Miss Prim shook her head.

“He doesn’t discuss things like this with me ... but he’ll probably do so while I’m here. His ostensible reason for sending for me is because he’s got a lot of business he wants to get on with. I hardly think he’s up to serious work yet, but he may do some while I’m here. I’ve brought him one or two books he needed, and they’ll keep him occupied.”

“It will be good for him having you down here,” Alison remarked. “It’s been a little dull for him, I’m afraid. We’re all strangers, you see. We don’t know anything about his way of life.”

“His way of life,” the secretary told her, “is usually pretty hectic, but he’s not the type of man to make a lot of friends. He doesn’t seem to need them, somehow. However, I did think, perhaps, you might have been pestered by one of them.
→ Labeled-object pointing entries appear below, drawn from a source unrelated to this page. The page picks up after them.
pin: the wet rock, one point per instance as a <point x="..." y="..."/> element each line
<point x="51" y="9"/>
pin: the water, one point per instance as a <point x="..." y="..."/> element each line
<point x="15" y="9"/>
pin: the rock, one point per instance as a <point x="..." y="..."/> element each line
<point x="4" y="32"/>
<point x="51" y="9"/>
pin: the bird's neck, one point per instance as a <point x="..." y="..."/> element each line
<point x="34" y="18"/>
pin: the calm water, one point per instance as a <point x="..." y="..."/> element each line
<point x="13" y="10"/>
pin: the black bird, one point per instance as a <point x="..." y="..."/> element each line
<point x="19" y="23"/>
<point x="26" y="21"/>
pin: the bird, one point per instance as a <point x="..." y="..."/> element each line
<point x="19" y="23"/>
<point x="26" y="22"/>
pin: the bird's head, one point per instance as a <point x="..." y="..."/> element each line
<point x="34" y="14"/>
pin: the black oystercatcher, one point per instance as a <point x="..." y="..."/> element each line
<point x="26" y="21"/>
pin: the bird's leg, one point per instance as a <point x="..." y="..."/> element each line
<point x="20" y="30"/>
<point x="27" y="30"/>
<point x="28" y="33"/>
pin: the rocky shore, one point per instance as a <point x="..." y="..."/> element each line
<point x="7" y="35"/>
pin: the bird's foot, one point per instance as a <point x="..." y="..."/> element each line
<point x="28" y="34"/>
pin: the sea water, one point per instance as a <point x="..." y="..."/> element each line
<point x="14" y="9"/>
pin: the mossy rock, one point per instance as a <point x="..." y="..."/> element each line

She and Charles were planning to get married a couple of years ago, but they broke it off. Two days ago she telephoned and asked to be put in touch with Charles, and I’m afraid I had to reveal where he was. He won’t thank me if she gets in touch with him ... However, on the other hand, he might. One can never tell with Charles.”

“You call him Charles,” Alison remarked, more for something to say than for any other reason.

Miss Prim smiled.

“I’m old enough to be his maiden aunt,” she said, smiling. “So why shouldn’t I call him Charles?”